Bu nedenle Cumhurbaşkanımızın yıllardır tekrar ettiği “bir olacağız, iri olacağız, diri olacağız, kardeş olacağız, hep beraber Türkiye olacağız” şiarını bir ahitleşme olarak görüyoruz.
Bu anlamda güçlü bir Türkiye'nin ve siyasi iradenin
öneminin hem bölgemiz hem de insanlık için ne denli hayati olduğunu bir kez
daha vurguluyoruz.

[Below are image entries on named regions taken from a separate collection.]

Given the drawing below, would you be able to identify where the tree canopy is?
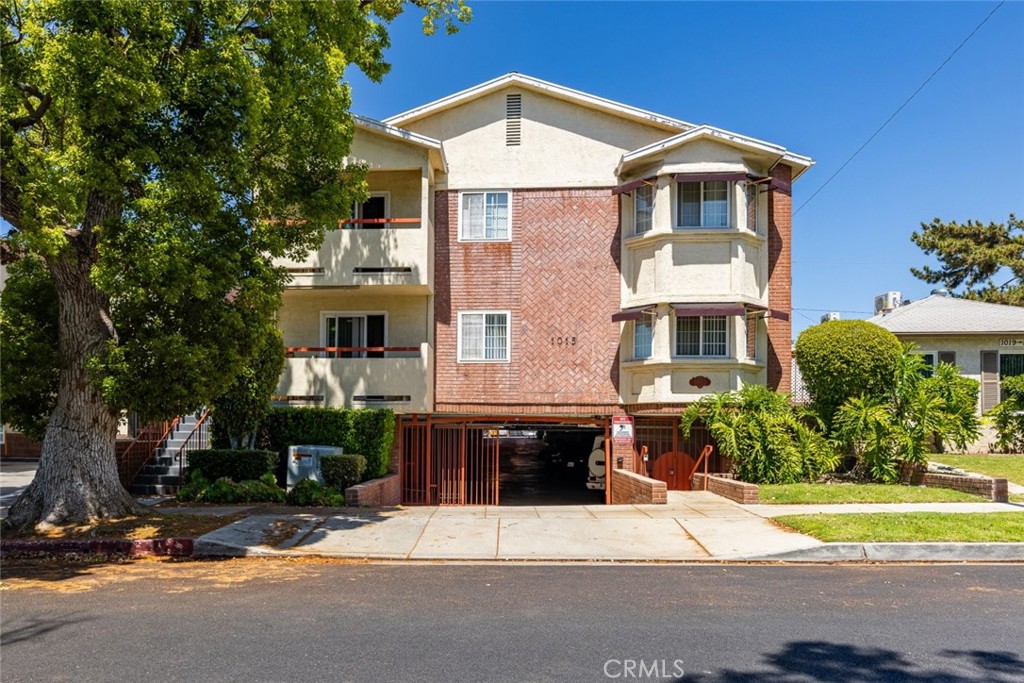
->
[0,0,469,523]
[910,214,1024,306]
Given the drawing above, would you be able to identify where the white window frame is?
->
[672,315,732,358]
[459,189,512,242]
[352,189,391,229]
[673,180,736,230]
[319,310,391,359]
[633,183,657,234]
[633,317,654,360]
[456,310,512,364]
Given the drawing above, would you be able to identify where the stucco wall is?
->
[403,87,671,189]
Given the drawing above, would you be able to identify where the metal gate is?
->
[400,418,501,505]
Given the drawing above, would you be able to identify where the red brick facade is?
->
[767,164,793,392]
[434,188,622,415]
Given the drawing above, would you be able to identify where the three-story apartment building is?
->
[279,74,813,503]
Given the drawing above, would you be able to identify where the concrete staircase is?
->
[128,414,209,496]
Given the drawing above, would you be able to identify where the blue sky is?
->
[351,0,1024,336]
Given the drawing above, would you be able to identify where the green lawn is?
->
[758,483,986,505]
[932,453,1024,485]
[775,512,1024,543]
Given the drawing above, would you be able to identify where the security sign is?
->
[611,415,633,445]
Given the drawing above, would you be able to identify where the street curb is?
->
[737,543,1024,562]
[0,539,195,557]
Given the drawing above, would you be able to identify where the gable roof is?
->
[867,294,1024,336]
[615,124,814,180]
[384,72,693,132]
[352,114,447,173]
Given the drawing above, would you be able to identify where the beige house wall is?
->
[404,87,670,189]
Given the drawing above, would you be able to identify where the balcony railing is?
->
[336,218,423,230]
[274,344,433,412]
[285,346,422,358]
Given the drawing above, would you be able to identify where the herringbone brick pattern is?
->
[434,188,620,414]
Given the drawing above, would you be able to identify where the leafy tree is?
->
[211,327,285,451]
[910,214,1024,306]
[682,385,840,483]
[0,0,468,525]
[796,321,900,428]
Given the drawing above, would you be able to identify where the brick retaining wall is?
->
[611,470,669,505]
[910,472,1010,503]
[345,474,401,507]
[690,473,760,505]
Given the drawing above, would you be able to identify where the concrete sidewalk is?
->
[196,492,823,561]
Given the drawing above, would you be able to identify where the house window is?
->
[633,184,654,234]
[676,180,732,227]
[459,193,509,241]
[459,310,509,362]
[352,193,391,229]
[633,318,654,360]
[676,315,728,357]
[323,313,387,358]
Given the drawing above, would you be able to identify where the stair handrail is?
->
[174,408,210,485]
[118,418,179,488]
[686,443,715,490]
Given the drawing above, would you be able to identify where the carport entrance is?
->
[398,416,608,505]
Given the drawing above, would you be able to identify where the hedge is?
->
[185,449,279,482]
[213,408,395,479]
[796,321,902,427]
[321,453,367,493]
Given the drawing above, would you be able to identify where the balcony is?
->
[278,170,433,294]
[274,344,433,413]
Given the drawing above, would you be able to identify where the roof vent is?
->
[505,93,522,147]
[874,292,903,315]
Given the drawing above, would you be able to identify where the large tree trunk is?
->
[8,253,138,527]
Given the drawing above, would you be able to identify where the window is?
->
[676,315,728,357]
[459,311,509,362]
[676,180,732,227]
[323,313,387,358]
[352,193,391,229]
[633,318,654,360]
[459,193,509,240]
[633,184,654,234]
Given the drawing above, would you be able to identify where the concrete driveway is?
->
[196,492,821,561]
[0,460,36,519]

Filistin davasına sahip çıkan Cumhurbaşkanımızın küresel
çeteler ve onların yerli işbirlikçileri tarafından yıllardır neden hedef
alındığını bugünlerde yeniden idrak ediyoruz.
"EVRENSEL İNSAN
HAKLARI MÜCADELESİDİR"
Filistin, sadece bir coğrafi bölge ya da bir halkın
mücadelesi değildir; Filistin, tüm insanlığın vicdan davasıdır. Filistin'in
bağımsızlık mücadelesi, aynı zamanda evrensel insan hakları mücadelesidir.
İsrail'in işgal politikalarına, Filistin halkına uyguladığı zulme ve insan
hakları ihlallerine karşı mücadelemiz Cumhurbaşkanımız Sayın Recep Tayyip
Erdoğan'ın liderliğinde devam edecektir.”
SERGİ AÇILDI
Cumhurbaşkanı Erdoğan'ın Filistin'deki vahşete yönelik
söz ve değerlendirmeleri ile Türkiye'nin yaptığı insani yardımlara dair bilgi
notlarının yer aldığı posterlerden oluşan fotoğraf sergisi açıldı. Sinevizyon
ve fotoğraf sergisi gün boyu PTT Kavşağı'nda ziyaretçilere açık olacak.